While Melbourne, Sydney and Adelaide in Australia also ranked in the top 10 in 2018, it was the first time that cities in East Asia made it into the highest ranks.
The top ranking went to Vienna, displacing Melbourne after seven years at the top. Austria's capital inched 0.7% of a point ahead of Melbourne, mainly "propelled by a return to relative stability" across Europe, according to the survey.
Vienna reached an index score of 99.1 out of a possible 100, which EIU's Global Liveability Index calculates to compare the ease of living across over 140 cities, based on factors such as infrastructure, health care and education.
Osaka and Tokyo's entry into the top group marks a milestone since the ranking was first compiled over a decade ago. "Japan was already ranking between tenth and fifteenth place, but this is the first time we've had an Asian city outside of Australia and New Zealand in the top 10," Simon Baptist, global chief economist of the EIU, told the Nikkei Asian Review.
Osaka jumped up to third place from 14th the previous year, as a declining crime rate and upgraded public transport lifted its stability and infrastructure scores.
Tokyo rose to share 7th place with Toronto. The Japanese capital rose from 13th place last year, buoyed by similar improvements as Osaka, but continued to be restrained by the low availability of high-quality housing, a problem shared by Singapore and Hong Kong.
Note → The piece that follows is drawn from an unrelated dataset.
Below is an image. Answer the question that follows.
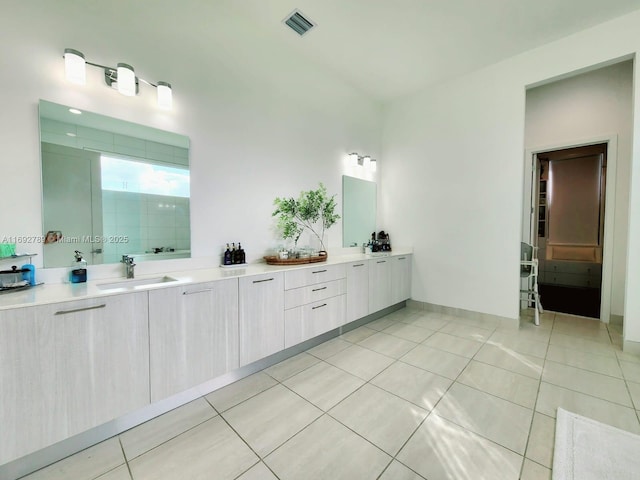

Between 2010 and 2017, aggravated theft more than halved to under 2000 cases, Japan National Police Agency data used by EIU showed. "That cumulative decline was enough to trigger a change in the overall rating for both cities this year," said Baptist.
Sydney regained its spot in the top tier, after increased terrorism fears pushed it to 11th place in 2017. Adelaide slid five positions to tenth, while the rest of the list was rounded out by the Canadian cities of Calgary, Vancouver and Toronto, and Copenhagen in Denmark.
Elsewhere in Asia, Hong Kong took Singapore's position at 35th place, as separatist sentiment has reduced somewhat compared with the unrest surrounding the so-called Umbrella Revolution pro-democracy movement of 2014.
The scores of Chinese cities remained largely stable, though Shenzhen improved 0.7% after electrifying its public bus system. More broadly, China's progress in liveability terms "remains to be seen," said the report.
As in other quality of life rankings, Asian cities remain split between the most- and least-liveable, however. "At the other end of the scale, three of the cities posing the highest number of challenges to daily life are also located in the region, so the picture is a lot more nuanced," said Roxana Slavcheva, the survey editor, referring to challenging conditions in cities in Pakistan, Bangladesh and Papua New Guinea.
Looking at any factors that could reverse Asian cities' climb up the liveability index, Baptist said: "Where I see risks for Asian cities are around censorship -- particularly the increasing authoritarian trend in emerging markets -- and what we're seeing in the rise in nationalism and religious intolerance."